Real Oviedo last played in La Liga in the 2000/01 season, so younger football fans may never have seen them in Spanish football’s top flight. However, this club from the Asturian city of the same name is one of the most respected and prestigious clubs in Spain. Let’s, then, take a look at five facts that may have been forgotten.
Although Real Oviedo haven’t played in Spanish football’s top flight since 2001, this club used to be a regular fixture in the highest division in the land. In fact, if looking at the all-time league table for points collected in Spanish football’s top flight, Real Oviedo would sit 19th, ahead of clubs such as Las Palmas, Getafe and Rayo Vallecano.
Following relegation out of La Liga at the end of the 2000/01 season, Real Oviedo tumbled down the divisions and went as low as the fourth tier. The club’s future was in jeopardy, with financial issues and the threat of insolvency impacting the institution. In order to save the club, there was a mobilisation of Real Oviedo fans, led by the most prominent and international academy graduates and by famous journalists. They shared the club’s story via social media, sparking a global movement, and the club now has more than 45,000 shareholders spread across more than 125 countries and five continents.
Image via Real Oviedo
One of the members of the current Real Oviedo squad is Santi Cazorla, who signed for the club in 2023 at the age of 38. The midfielder is from the region and had come through the Real Oviedo youth academy, however he never made an appearance for the first team before departing for Villarreal in 2003. As such, it was a dream come true when he finally pulled on the blue shirt and made his first-team debut two decades later.
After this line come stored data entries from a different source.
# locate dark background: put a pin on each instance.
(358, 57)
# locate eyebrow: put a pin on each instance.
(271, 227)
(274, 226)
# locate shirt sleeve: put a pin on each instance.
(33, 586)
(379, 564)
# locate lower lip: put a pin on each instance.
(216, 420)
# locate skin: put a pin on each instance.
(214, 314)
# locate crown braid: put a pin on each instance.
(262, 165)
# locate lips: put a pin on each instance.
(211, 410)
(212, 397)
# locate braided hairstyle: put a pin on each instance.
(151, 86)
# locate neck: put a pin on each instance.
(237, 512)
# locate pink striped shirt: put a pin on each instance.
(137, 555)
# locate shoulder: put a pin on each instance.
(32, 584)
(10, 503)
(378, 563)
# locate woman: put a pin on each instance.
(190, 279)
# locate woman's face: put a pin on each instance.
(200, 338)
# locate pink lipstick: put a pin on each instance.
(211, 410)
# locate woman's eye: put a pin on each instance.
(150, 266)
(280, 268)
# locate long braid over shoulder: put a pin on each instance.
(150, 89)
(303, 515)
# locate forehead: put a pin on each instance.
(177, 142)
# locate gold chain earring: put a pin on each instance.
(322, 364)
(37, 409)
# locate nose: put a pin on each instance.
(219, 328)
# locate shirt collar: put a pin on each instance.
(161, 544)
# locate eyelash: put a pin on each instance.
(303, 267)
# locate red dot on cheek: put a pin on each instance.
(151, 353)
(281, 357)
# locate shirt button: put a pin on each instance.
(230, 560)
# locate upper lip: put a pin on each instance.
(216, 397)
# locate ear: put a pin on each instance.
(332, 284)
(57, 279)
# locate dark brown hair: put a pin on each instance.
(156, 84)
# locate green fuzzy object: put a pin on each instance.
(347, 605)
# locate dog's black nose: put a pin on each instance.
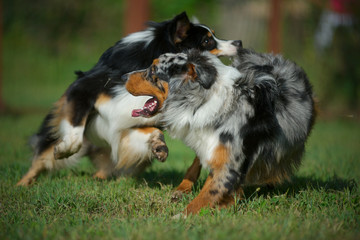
(124, 77)
(237, 43)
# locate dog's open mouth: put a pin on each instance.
(148, 110)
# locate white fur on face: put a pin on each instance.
(143, 36)
(225, 46)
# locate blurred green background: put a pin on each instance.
(45, 41)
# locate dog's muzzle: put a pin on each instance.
(237, 43)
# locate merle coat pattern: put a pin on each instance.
(96, 105)
(247, 123)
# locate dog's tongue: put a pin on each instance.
(147, 110)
Following the Spanish Civil War, when football was preparing to return in Spain with the 1939/40 season, the club and city of Oviedo were struggling. As such, the club asked the authorities if they could sit out the season but keep their place in the top flight given that they’d finished third in 1935/36, the final season before the war. The petition was accepted and Real Oviedo didn’t play in 1939/40, before returning to the top flight the next year.
Real Oviedo’s biggest rivals are Real Sporting, a club from the city of Gijon, also in Asturias. In recent years, this rivalry has developed a Mexican twist. That’s because Grupo Pachuca acquired a majority holding of the shares of Real Oviedo in 2022, while Grupo Orlegi similarly became the majority shareholder of Real Sporting that same year. With both these groups having Mexican origins, it’s little surprise to learn that both clubs now have significant followings in the Central American country.